The problem with breakfast boredom (or any other meal, for that matter!) is that sooner or later you start skipping that meal entirely, or perhaps opting for a quick-fix alternative, that is seriously lacking in the nutrition department.
We know that a healthy breakfast is important for a whole host of reasons. But, if you decide to start your day off poorly, it’s much more likely that the rest of your day’s meals will follow suit.
So, if you’re stuck in a breakfast rut, it’s time to get back on track.
Here’s 5 ways to jazz up your breakfast smoothie, and keep your taste buds happy:
1. Add spinach
Adding some spinach leaves to your shake is a good way to boost iron intake, and get a portion of vegetables in before you leave the house.
Spinach is one of my favorite vegetables, being high in nutrients and low in calories, and it’s actually pretty easy to add to a variety of meals.
You might find it hard to believe that spinach actually tastes good in a smoothie, but it really does. Go for baby spinach leaves, and add a big handful… I promise, it’s pretty good!
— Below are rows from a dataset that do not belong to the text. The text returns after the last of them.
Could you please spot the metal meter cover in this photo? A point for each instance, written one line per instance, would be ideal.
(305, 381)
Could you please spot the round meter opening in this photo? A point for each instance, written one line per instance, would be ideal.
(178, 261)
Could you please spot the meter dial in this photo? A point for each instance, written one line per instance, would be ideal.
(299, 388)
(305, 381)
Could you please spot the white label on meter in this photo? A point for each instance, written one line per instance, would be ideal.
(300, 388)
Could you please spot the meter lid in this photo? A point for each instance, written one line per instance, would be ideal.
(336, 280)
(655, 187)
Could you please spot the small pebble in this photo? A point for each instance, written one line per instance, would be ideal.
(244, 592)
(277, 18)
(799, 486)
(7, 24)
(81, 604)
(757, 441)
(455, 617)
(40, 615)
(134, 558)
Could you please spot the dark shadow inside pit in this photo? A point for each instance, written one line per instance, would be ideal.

My favorite smoothie includes baby spinach leaves, a frozen banana, a splash of milk, and some frozen berries.
2. Toss in some oats
Raw oats are something I hadn’t really considered adding to my smoothie until recently. But, they’re a great way to increase the fibre content of your shake, and help you to feel fuller for longer.
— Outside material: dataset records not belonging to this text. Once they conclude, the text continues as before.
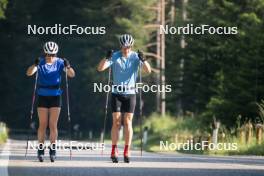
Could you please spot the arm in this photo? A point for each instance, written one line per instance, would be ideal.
(103, 64)
(70, 72)
(67, 66)
(33, 68)
(146, 67)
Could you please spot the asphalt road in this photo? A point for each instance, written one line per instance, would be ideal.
(93, 162)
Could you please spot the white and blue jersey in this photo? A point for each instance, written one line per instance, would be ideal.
(49, 77)
(124, 71)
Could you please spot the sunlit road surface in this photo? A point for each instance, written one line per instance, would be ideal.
(91, 162)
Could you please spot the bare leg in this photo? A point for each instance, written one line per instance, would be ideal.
(54, 114)
(115, 127)
(43, 123)
(128, 130)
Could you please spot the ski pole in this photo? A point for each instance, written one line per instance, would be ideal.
(140, 111)
(68, 108)
(106, 105)
(32, 108)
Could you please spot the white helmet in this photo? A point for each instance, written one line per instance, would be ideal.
(50, 48)
(126, 40)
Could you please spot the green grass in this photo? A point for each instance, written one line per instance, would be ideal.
(165, 129)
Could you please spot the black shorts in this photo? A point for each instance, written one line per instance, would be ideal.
(49, 101)
(123, 103)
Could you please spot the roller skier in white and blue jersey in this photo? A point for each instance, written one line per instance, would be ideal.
(124, 64)
(49, 69)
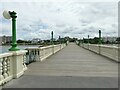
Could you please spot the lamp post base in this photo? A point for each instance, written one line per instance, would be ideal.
(14, 49)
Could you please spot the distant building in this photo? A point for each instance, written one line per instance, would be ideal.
(5, 39)
(110, 39)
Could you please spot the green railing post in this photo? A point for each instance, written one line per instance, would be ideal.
(14, 42)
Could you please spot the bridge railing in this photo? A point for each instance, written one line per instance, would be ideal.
(41, 53)
(111, 52)
(12, 65)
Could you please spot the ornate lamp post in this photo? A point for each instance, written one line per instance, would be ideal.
(100, 37)
(9, 15)
(88, 39)
(52, 37)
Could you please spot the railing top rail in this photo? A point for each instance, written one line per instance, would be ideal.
(37, 48)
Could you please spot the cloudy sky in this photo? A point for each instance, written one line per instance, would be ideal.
(72, 18)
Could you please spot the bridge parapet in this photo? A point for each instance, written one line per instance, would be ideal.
(41, 53)
(111, 52)
(12, 65)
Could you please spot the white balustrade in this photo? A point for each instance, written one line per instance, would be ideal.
(41, 53)
(111, 52)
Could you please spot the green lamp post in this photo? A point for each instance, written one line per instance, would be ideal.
(100, 37)
(9, 15)
(52, 37)
(59, 39)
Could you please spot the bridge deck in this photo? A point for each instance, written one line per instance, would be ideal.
(71, 67)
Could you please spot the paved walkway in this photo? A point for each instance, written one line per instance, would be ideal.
(72, 67)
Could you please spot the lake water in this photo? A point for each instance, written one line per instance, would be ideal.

If you’re very active in the mornings, oats are a good way to keep your energy levels up.
Add around a quarter of a cup to any of your favorite smoothie recipes.
3. Blend up some avocado
No, avocado isn’t just for tossing into salads, or making into a dip. It really is delicious in a smoothie, making it creamy and rich.
Smoothies are sometimes very carb-rich, so adding something like an avocado will not only make a more nutritionally balanced meal, but the healthy monounsaturated fats are also sustaining.
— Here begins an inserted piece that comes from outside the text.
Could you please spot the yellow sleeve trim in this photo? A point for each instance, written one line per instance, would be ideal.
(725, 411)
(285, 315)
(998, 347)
Try blending together a peeled and pitted avocado, some 100% whole orange juice, and some frozen raspberries.
4. Add a spoonful of nut butter
Another good way to boost the healthy fat content (and nutritional balance) of your shake is to add some peanut or almond nut butter.
Nut butters taste best added to smoothies, which have a banana or a chocolate base.
5. Toss in some coffee
Need an early morning energy boost? Try a mocha smoothie!
Add a dash of vanilla essence, some milk, a frozen banana, a little coffee, and a small amount of cocoa powder — then enjoy!
So, what are your tips for jazzing up your morning breakfast smoothie?